The U.S. Federal Reserve has just announced fresh hikes to take interest rates to the highest levels seen since the eve of the 2008 financial crash.
The Fed hiked its benchmark federal funds rate by a quarter of a percentage point on Wednesday.
The move marks the 10th in a series of hikes that began in March 2022.
The rate hike brings the Fed’s target rate within a range of 5% and 5.25%, with the Fed continuing its series of rate increases.
Most economists anticipated a quarter-point interest rate hike in an effort to bring inflation down.
However, many expect this will be the last rate increase in the series.

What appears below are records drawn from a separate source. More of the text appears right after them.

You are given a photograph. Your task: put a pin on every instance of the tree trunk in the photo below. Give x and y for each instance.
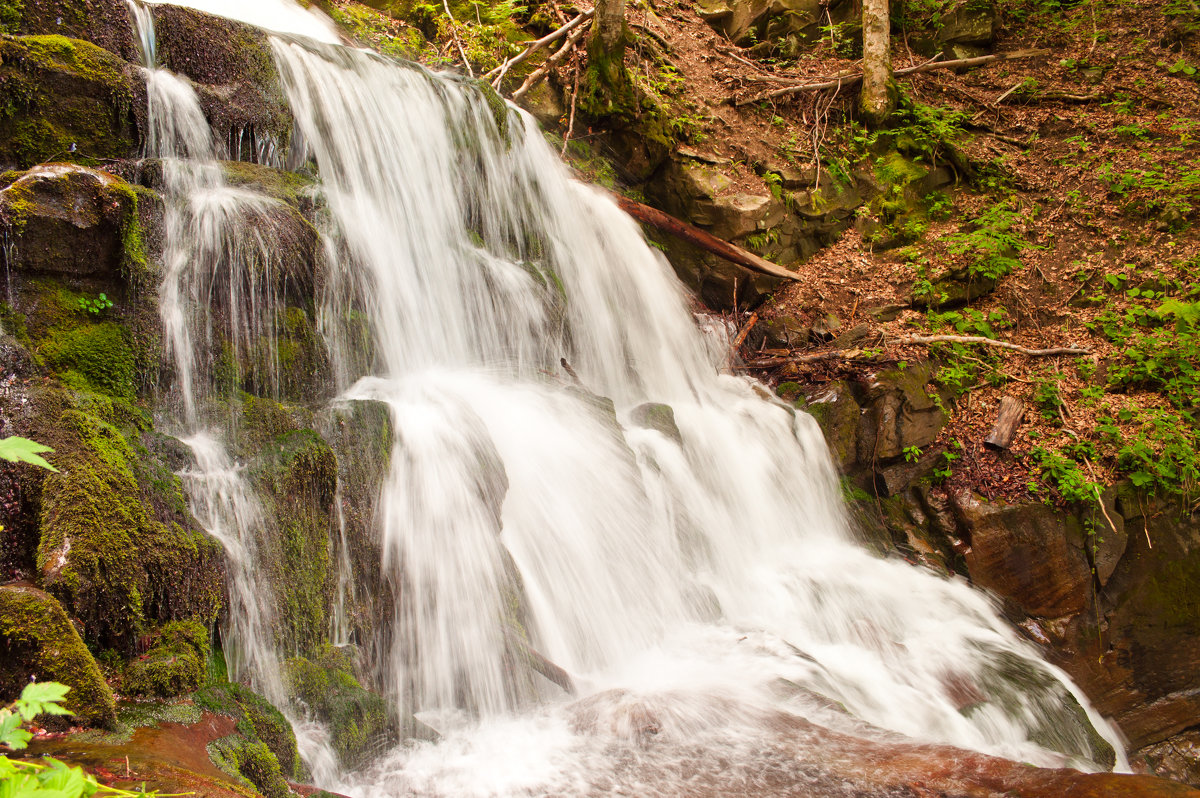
(877, 99)
(609, 28)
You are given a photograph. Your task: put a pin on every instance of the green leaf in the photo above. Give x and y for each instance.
(42, 697)
(23, 450)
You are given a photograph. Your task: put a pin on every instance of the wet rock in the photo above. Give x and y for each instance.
(359, 720)
(780, 333)
(105, 23)
(1027, 553)
(1176, 759)
(177, 664)
(838, 413)
(72, 220)
(967, 22)
(898, 414)
(653, 415)
(238, 84)
(37, 641)
(66, 100)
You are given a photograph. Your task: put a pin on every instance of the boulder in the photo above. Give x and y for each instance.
(175, 665)
(898, 413)
(37, 641)
(834, 408)
(660, 418)
(66, 99)
(1027, 553)
(235, 76)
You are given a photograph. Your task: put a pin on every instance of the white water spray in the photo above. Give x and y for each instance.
(696, 577)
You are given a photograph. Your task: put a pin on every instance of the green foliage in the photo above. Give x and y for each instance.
(23, 450)
(94, 357)
(993, 245)
(95, 305)
(48, 778)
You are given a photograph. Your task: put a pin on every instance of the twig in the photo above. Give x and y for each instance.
(454, 33)
(533, 47)
(570, 124)
(540, 72)
(933, 64)
(993, 342)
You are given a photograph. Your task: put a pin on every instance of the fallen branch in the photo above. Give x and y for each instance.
(454, 31)
(706, 241)
(993, 342)
(928, 66)
(540, 72)
(533, 47)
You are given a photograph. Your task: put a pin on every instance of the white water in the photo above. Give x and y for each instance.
(708, 585)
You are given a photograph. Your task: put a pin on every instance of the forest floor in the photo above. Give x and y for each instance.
(1077, 189)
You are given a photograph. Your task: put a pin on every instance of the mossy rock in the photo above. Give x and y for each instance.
(264, 749)
(39, 640)
(358, 719)
(105, 23)
(64, 99)
(114, 545)
(76, 221)
(175, 665)
(232, 63)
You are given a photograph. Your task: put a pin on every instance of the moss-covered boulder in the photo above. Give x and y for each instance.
(115, 543)
(39, 641)
(175, 665)
(105, 23)
(72, 220)
(65, 99)
(234, 71)
(262, 753)
(358, 719)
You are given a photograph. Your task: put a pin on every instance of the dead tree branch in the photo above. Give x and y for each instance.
(928, 66)
(533, 47)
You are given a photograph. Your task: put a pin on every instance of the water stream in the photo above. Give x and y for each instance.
(697, 580)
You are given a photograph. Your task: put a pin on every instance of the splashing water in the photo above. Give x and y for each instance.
(664, 533)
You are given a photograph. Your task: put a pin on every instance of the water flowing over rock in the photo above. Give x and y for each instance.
(511, 485)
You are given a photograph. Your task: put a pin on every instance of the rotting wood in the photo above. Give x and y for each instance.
(928, 66)
(993, 342)
(540, 72)
(706, 241)
(1008, 418)
(533, 47)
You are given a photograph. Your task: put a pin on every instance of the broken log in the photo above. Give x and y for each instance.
(844, 82)
(1009, 417)
(706, 241)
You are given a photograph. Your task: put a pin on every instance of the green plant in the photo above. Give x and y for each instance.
(48, 778)
(96, 305)
(23, 450)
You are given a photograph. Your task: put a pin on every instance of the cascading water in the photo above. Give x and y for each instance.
(664, 533)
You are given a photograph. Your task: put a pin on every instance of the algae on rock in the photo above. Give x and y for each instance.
(39, 640)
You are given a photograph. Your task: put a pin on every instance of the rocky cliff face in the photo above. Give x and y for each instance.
(120, 562)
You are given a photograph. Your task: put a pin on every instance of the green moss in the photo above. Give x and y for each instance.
(250, 762)
(259, 724)
(175, 665)
(108, 547)
(357, 717)
(11, 15)
(39, 640)
(57, 93)
(94, 357)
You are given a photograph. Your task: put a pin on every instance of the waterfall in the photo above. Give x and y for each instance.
(666, 533)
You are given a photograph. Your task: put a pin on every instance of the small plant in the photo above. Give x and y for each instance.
(48, 778)
(95, 305)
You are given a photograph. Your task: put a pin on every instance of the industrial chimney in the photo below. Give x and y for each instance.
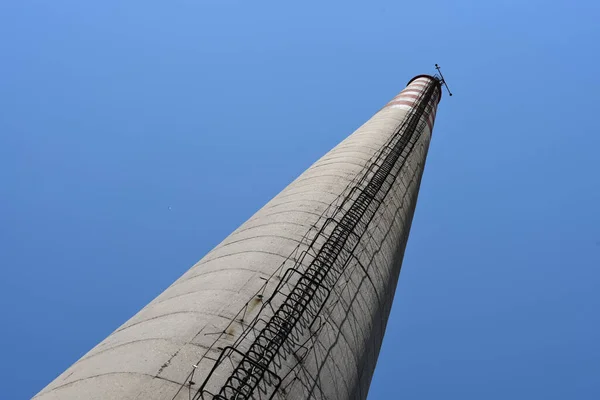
(294, 303)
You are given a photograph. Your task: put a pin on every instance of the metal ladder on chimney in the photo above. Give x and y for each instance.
(312, 289)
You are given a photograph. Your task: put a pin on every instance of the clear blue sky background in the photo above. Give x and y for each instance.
(135, 135)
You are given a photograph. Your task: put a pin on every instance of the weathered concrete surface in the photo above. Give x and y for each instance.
(152, 355)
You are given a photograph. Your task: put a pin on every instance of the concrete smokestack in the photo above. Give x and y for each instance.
(294, 303)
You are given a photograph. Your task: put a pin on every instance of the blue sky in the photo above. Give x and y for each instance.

According to CNBC, markets were predicting on Wednesday morning an almost 100% odds that the Fed would hike rates by a quarter-point.
With the latest rate increase, the Fed funds rate is now at its highest level since 2007, prior to the 2008 financial crisis.
“What’s most important is how they convey the potential for a pause going forward,” Collin Martin, fixed income strategist at Charles Schwab, told CNBC.
“How do they do that while also probably leaving the door open a little bit?
“That will be a balancing act between suggesting a pause is in the cards but still is dependent on incoming data should inflation turn higher going forward.”
According to Bureau of Economic Analysis (BEA) data, the U.S. economy slowed more than expected to 1.1% in the first quarter of 2023.
Low GDP, high inflation, and rising interest rates added to concerns about the possibility of an upcoming recession, according to The Wall Street Journal.
Meanwhile, a former top Fed official has warned that banking crisis is far worse that most Americans realize.
As Slay News reported, former Federal Reserve Bank of Dallas President Robert Kaplan has warned that the situation is direr than commonly believed and he’s calling the central bank to pause its rate hiking cycle.
In an interview on Bloomberg TV, Kaplan says the Fed must give policymakers more time to address the risks.
He called for the central bank to deliver a so-called “hawkish pause” when it announces its decision on interest rate levels later on Wednesday.
“I’d prefer to do what’s called the hawkish pause, not raise but signal that we are in a tightening stance because I actually think the banking situation may well be more serious than we currently understand,” Kaplan said.